Hacker News new | ask | show | jobs
by nrinaudo 4305 days ago
Japanese is often encoded in Shift_JIS, which is much better than UTF-8 (for japanese text). Most browsers default to that encoding on japanese OSes, so there probably isn't a real bandwidth issue, depending on the ratio of browser to dedicated client usage.

As for ideograms, your statement is not correct. Kanjis allow for better content/character ratios, certainly, but one kanji is very often not one word - the word foreigner, for example, uses 3 ideograms.

On top of that, Japanese is not written solely with kanjis (as opposed to Chinese, for example). It also uses katakanas and hiraganas, which stand for phonems. This is more often the case on social networks where a lot of western words are used - western words are almost systematically written with katakanas.

Kanas are still more "efficient" than alphabets, but to reuse my previous example, foreigner is written using 5 kanas instead of 3 kanjis.

2 comments

I know it's such a tiny point, and very much off topic, but please don't "pluralize" words such as Kanji, Katakana, etc. As someone who has spent a lot of time learning Japanese, and who knows that Japanese words don't change between singular/plural (with certain exceptions, such as attaching "-tachi" to a word), seeing you write "Kanjis" or "Katakanas" so many times in a row really bothers me.

I'll go back to my corner and leave you alone now.

Well, he's speaking English, not Japanese. Do you refer to multiple pizzas as pizze?
It's more like the plural of 'deer' being 'deer'. I don't think I've ever heard anyone attach an 's' to 'kanji' for pluralization when speaking English. Like how it might be odd to say 'sushis' or 'wasabis'. Whenever I need to stress plurality i would say 'kanji characters' or something like that. Oxford English Dictionary lists 'sushi', 'kanji', 'shinkansen', 'katakana' all as being mass nouns or having the plural form the same as the singular. The exception in the words I looked up was 'tsunami' which may be pluralized as 'tsunami' or 'tsunamis'.
Most of those are the sorts of nouns that wouldn't normally be pluralized in English. "Sushi" is like "rice" — specifies what the roll is made of rather than the roll itself. We don't pluralize the name of a rail system like Shinkansen because there is only one of it (similarly, "the L" but not "the Ls"). But there are many Japanese loanwords that are commonly pluralized differently in English. For example, futons, tycoons, typhoons, tatamis, ninjas and kimonos.

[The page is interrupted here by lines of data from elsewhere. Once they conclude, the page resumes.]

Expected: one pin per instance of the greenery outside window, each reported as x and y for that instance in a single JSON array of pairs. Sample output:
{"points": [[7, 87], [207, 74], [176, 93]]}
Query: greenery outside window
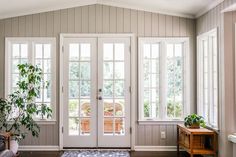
{"points": [[163, 75], [37, 51], [208, 74]]}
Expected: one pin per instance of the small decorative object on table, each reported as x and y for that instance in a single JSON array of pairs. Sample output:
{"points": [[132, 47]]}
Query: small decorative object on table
{"points": [[194, 121], [194, 139]]}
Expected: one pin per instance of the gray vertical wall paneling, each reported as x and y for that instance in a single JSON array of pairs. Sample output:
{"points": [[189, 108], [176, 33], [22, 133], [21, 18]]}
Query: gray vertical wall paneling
{"points": [[2, 56], [155, 135], [29, 26], [162, 129], [155, 24], [64, 21], [78, 19], [169, 26], [71, 20], [105, 19], [141, 135], [99, 19], [15, 26], [176, 26], [120, 20], [169, 135], [43, 24], [183, 27], [226, 45], [134, 21], [148, 24], [141, 24], [43, 33], [134, 29], [22, 30], [162, 25], [92, 19], [113, 21], [148, 135], [49, 33], [85, 21], [56, 31], [36, 27]]}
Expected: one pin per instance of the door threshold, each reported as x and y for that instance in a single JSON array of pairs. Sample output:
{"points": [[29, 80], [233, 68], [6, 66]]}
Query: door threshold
{"points": [[97, 148]]}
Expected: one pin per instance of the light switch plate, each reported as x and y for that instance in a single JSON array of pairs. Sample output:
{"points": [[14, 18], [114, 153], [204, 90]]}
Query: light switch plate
{"points": [[163, 135]]}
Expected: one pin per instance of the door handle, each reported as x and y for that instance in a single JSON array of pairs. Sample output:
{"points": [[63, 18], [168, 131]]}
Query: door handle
{"points": [[99, 98]]}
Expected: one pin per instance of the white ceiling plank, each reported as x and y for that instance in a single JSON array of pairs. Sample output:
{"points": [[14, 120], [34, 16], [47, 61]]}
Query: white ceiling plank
{"points": [[181, 8]]}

It's ambiguous whether "kanji" is a mass noun referring to the character set as a whole or a singular noun referring to a character in the set. I think it's both. So it seems hard to blame someone for being unclear on the matter.

Eh, English has a long history of pedants insisting that the original pluralization of loanwords be used. If people are going to push for indices instead of indexes, octopodes instead of octopuses, and rooves instead of roofs, there's no reason not to use the Japanese pluralization of loanwords when appropriate.
Actually, you're wrong. The plural of "kanji" in English is "kanji": http://www.merriam-webster.com/dictionary/kanji
That was not the basis of FreezerburnV's complaint, which was based on how it's done in Japanese, not English. So I don't believe SunShiranui's point is wrong. The fact that the plural of "kanji" is "kanji" in English does not establish a blanket rule that every word must be pluralized according to its language of origin. (And that is good, because pluralizing "cherry" would be a nightmare! It's an over-singularized form of the already-singular French "cherise.")
I apologise, I was not aware you could not pluralise these words. My only excuse is that english is not my first language.

I'd go back and edit my comment, but that'd just make yours seem weird...

English has many anomalies and plural forms are often strange. That said, in the texts I've read, they did not add an 's' to kana, kanji, katakana or hiragana, but used them as their own plural forms.

I wouldn't have guessed that you were not a native speaker, though. You write well.

Just for information, be aware that you should not write 'softwares' or 'informations' either. Those aren't words.

So is twitter sending Shift_JIS encoded responses back? That seems unlikely given it seems easier to engineer accepting anything but always send utf-8 back, but definitely interesting if that's the case.

Also, why downvote? Even if was largely wrong, the discussion engendered was a net positive to HN.

I think twitter generates answers based on the client's Accept-Encoding header. Well, I assumed that. Come to think of it though, it does seem unlikely and you make a good point.

I did not downvote, or if I did I did not mean to, op's comment certainly did not deserve it.